[postgis-devel] estimates problems and 1.0.0 delay
strk at refractions.net
strk at refractions.net
Mon Apr 18 04:07:48 PDT 2005
I've committed Ron's patch, but making some tests I discovered some
corner cases still unandled.
It is collapsed histogram extent, mostly due to standard deviation based
hard deviants cut-off. Problem is that after cut-off of hard deviants
we end up with a 0-size dimension on Y or X.

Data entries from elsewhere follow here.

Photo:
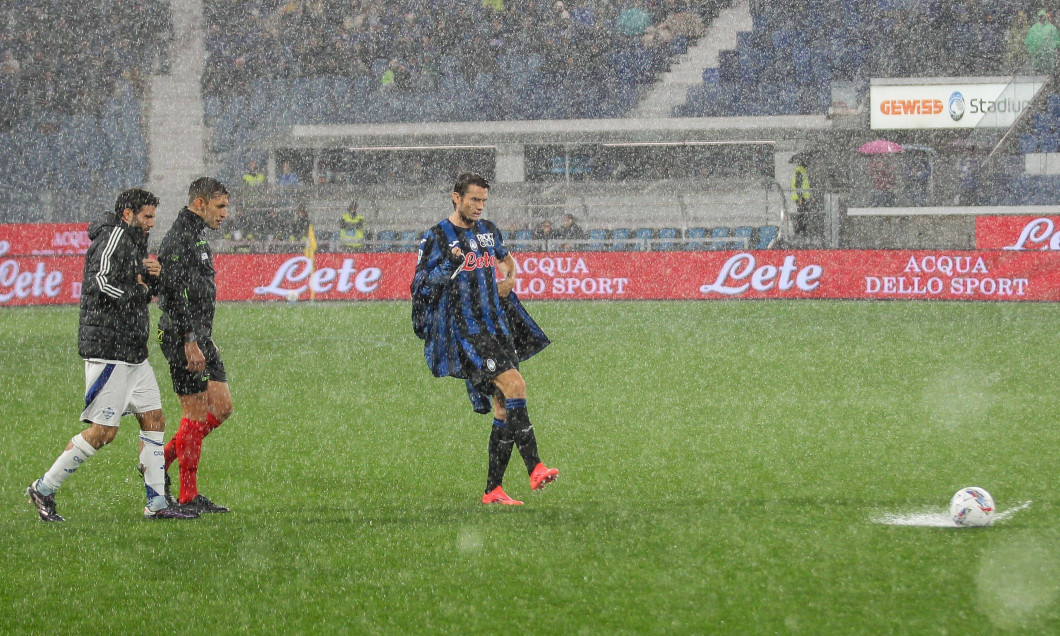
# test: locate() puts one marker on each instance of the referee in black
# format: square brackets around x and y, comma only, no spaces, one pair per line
[188,298]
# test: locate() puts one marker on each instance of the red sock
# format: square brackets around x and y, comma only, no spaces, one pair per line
[189,444]
[211,423]
[171,449]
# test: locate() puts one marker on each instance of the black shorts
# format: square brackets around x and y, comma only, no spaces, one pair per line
[186,383]
[489,357]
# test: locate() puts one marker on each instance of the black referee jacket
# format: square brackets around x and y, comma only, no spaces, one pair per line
[115,319]
[188,294]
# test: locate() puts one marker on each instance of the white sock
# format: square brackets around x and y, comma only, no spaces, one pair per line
[65,465]
[153,460]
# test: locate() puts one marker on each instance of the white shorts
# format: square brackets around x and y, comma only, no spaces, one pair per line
[113,389]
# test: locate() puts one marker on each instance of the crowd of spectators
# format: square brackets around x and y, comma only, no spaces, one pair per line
[402,45]
[63,57]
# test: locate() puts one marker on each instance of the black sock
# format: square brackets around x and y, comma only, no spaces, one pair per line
[518,421]
[500,452]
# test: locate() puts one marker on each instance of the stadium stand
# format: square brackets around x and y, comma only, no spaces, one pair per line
[785,64]
[72,81]
[271,65]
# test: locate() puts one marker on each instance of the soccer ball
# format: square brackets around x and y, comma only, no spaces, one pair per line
[972,508]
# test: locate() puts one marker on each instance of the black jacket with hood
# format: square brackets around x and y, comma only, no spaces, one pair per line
[115,318]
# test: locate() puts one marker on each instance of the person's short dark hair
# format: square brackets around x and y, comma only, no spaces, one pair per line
[467,179]
[134,198]
[206,188]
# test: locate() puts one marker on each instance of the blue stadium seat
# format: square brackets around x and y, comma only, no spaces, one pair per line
[765,236]
[598,240]
[523,240]
[409,241]
[740,232]
[719,233]
[386,239]
[643,236]
[692,234]
[1048,142]
[1053,103]
[1028,143]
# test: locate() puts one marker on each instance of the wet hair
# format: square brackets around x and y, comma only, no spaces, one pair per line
[467,179]
[206,189]
[134,198]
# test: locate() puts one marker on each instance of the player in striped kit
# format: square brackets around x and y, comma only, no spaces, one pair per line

This is surely NOT something that happens on a normal database usage
but I think we should farther inspect it and find a workaround.
Sounds as a can o worms so I wouldn't open it before 1.0.0 which
was planned for today, but I'd delay release until tomorrow evening
(CET) to allow a few more tests to be performed by Ron and eventually
Mark (and myself, of course).
Test reports welcome. Check out utils/test_joinestimation.pl.
--strk;
On Mon, Apr 18, 2005 at 11:47:19AM +0200, strk at refractions.net wrote:
> Patch sounds good, altought I think we can do something better
> in case number of table tuples are unknown (no vacuum run on them).
>
> I'm doing some final run tests before committing it (1.0.0 will
> wait for this).
>
> --strk;
>
> On Mon, Apr 18, 2005 at 01:11:21AM -0700, Ron Mayer wrote:
> > While, I'm at it, I think this patch fixes both the problems.
> >
> > In LWGEOM_gist_joinsel() inside #ifdef REALLY_DO_JOINSEL I think I see
> > two problems.
> >
> > 1. It can divide by zero, causing a
> > "ERROR: invalid join selectivity: inf"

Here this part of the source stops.